After reporting a substantial deterioration in U.S. consumer sentiment in the previous month, the University of Michigan released preliminary data on Friday showing sentiment has rebounded by more than anticipated in the month of September.
The report said the consumer sentiment index rose to 92.0 in September after plunging to a three-year low of 89.8 in August. Economists had expected the index to inch up to 90.9.
The bigger than expected rebound by the headline index came as the index of current economic conditions crept up to 106.9 in September from 105.3 in August and the index of consumer expectations climbed to 82.4 from 79.9.

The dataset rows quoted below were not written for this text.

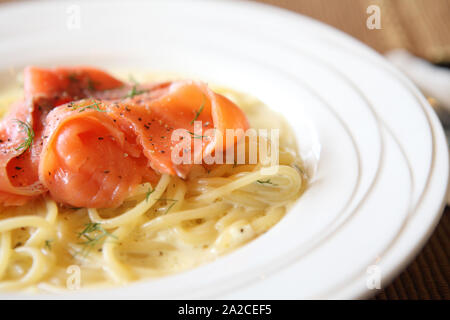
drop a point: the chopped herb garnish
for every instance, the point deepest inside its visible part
(93, 234)
(197, 113)
(30, 135)
(48, 244)
(196, 136)
(266, 181)
(134, 92)
(149, 192)
(174, 201)
(94, 106)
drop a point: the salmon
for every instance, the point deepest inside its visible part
(98, 138)
(43, 90)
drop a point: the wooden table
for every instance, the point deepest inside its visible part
(422, 27)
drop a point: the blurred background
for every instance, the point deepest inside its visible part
(422, 29)
(420, 26)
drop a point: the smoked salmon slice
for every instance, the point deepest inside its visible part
(97, 138)
(43, 90)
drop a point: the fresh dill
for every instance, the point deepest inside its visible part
(93, 106)
(266, 182)
(174, 201)
(197, 113)
(93, 234)
(48, 244)
(134, 92)
(196, 136)
(149, 192)
(30, 135)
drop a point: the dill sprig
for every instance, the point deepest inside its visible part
(196, 136)
(94, 234)
(174, 201)
(93, 106)
(134, 91)
(149, 192)
(266, 182)
(48, 244)
(197, 113)
(26, 127)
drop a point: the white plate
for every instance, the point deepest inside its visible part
(382, 173)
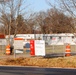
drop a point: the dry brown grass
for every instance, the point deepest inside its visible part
(63, 62)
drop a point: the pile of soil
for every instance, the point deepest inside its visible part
(63, 62)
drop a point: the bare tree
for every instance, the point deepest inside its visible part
(68, 7)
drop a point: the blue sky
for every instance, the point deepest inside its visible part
(38, 5)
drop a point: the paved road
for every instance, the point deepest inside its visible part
(35, 71)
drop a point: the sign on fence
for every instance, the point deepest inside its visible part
(37, 47)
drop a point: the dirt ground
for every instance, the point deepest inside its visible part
(62, 62)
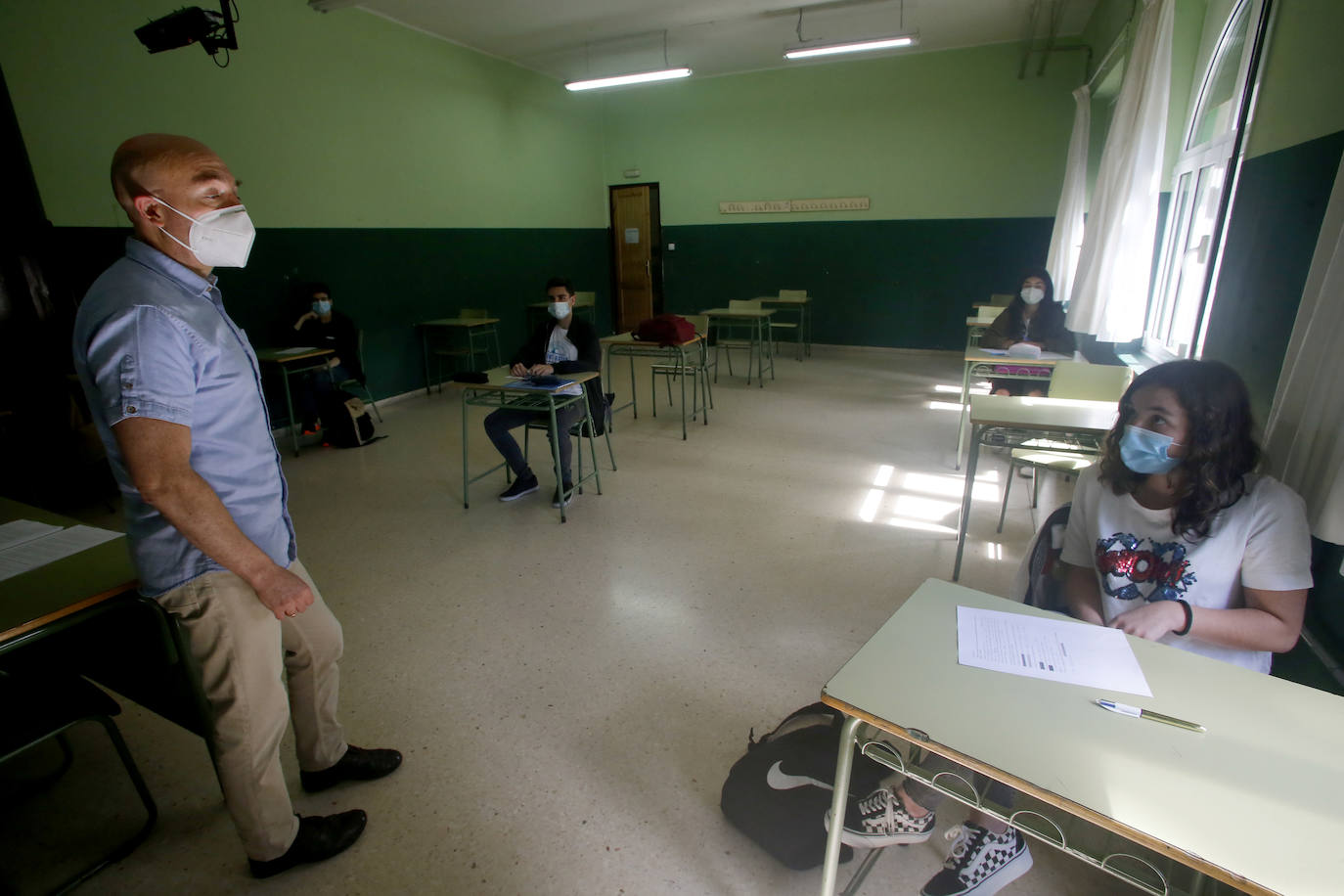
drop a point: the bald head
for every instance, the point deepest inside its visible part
(154, 164)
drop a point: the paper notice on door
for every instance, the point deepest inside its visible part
(1053, 649)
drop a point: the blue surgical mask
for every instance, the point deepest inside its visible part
(1145, 452)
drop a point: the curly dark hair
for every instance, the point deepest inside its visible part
(1219, 446)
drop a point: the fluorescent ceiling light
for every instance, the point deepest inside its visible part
(637, 78)
(851, 46)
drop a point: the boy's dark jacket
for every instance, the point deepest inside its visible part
(584, 336)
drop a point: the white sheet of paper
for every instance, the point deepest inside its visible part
(1053, 649)
(19, 531)
(49, 548)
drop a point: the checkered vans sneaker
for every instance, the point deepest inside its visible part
(980, 863)
(879, 820)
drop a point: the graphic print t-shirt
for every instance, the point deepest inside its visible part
(1262, 542)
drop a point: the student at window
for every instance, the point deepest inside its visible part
(1172, 538)
(1032, 317)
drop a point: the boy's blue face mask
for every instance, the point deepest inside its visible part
(1145, 452)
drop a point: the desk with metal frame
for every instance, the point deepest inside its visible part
(1251, 802)
(295, 360)
(686, 359)
(473, 327)
(49, 598)
(503, 389)
(796, 304)
(1002, 421)
(759, 341)
(981, 363)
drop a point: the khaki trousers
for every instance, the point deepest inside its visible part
(247, 659)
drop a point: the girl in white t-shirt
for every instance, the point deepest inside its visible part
(1174, 538)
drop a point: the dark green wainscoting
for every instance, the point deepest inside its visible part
(904, 284)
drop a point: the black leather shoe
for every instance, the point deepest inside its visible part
(319, 837)
(356, 765)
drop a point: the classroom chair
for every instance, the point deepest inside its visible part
(470, 349)
(363, 384)
(581, 431)
(1071, 379)
(734, 340)
(38, 708)
(669, 371)
(794, 326)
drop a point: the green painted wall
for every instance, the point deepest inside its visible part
(1300, 93)
(338, 119)
(926, 136)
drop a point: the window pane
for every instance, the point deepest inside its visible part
(1218, 109)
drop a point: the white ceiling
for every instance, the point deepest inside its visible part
(568, 39)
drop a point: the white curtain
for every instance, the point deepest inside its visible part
(1110, 288)
(1305, 431)
(1067, 237)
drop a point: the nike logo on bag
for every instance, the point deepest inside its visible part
(779, 780)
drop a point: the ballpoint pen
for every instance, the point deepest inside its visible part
(1125, 709)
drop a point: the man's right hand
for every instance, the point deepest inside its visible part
(284, 593)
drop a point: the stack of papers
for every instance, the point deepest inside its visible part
(25, 544)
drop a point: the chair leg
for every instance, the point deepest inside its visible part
(1003, 510)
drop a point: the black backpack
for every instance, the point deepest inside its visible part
(779, 792)
(345, 424)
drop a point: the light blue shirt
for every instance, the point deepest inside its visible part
(152, 338)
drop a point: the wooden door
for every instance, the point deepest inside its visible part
(635, 254)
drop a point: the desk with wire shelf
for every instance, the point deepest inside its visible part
(1273, 751)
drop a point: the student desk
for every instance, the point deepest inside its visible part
(1003, 421)
(759, 323)
(1253, 802)
(57, 596)
(503, 391)
(294, 360)
(797, 305)
(687, 359)
(981, 363)
(473, 327)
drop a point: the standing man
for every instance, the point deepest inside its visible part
(175, 392)
(563, 344)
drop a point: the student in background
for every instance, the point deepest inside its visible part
(563, 344)
(1172, 538)
(323, 327)
(1032, 317)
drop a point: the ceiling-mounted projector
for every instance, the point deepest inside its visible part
(211, 29)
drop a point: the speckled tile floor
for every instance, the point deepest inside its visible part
(570, 697)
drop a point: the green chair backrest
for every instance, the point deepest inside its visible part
(1091, 381)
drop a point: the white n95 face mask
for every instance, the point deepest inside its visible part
(221, 238)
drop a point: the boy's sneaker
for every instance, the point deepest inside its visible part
(879, 820)
(981, 863)
(521, 485)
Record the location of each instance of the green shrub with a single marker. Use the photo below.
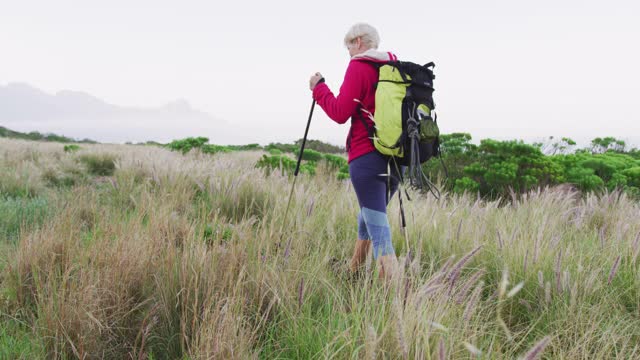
(633, 176)
(17, 185)
(213, 149)
(55, 179)
(247, 147)
(99, 164)
(466, 185)
(17, 214)
(185, 145)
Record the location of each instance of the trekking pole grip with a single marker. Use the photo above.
(304, 139)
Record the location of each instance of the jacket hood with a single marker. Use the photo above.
(376, 56)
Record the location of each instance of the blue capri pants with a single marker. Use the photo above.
(374, 188)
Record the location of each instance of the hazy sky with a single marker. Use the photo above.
(504, 69)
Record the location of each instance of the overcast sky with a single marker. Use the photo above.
(504, 69)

“While the uptick was across both current and expected economic conditions, the early September rebound was not widespread across age or income subgroups,” said Surveys of Consumers chief economist Richard Curtin.
The improvement in consumer sentiment was consolidated among consumers under age 45 and households with incomes in the top third, although Curtin noted these two groups account for about half of all spending.
Curtin noted that the data indicates consumers widely expect the Federal Reserve to cut interest next week, with net declines in rates more frequently expected than any time since the depths of the Great Recession.
“These expectations are likely to diminish the impact on spending from a quarter-point rate cut, but if rates remain unchanged, it may increase negative reactions by consumers,” Curtin said.
He added, “Concerns about the impact of tariffs on the domestic economy also rose in early September, with 38% of all consumers making spontaneous references to the negative impact of tariffs, the highest percentage since March 2018.”
With regard to inflation, the report said one-year inflation expectations ticked up to 2.8 percent in September from 2.7 percent in August, while five-year inflation expectations fell to 2.3 percent from 2.6 percent.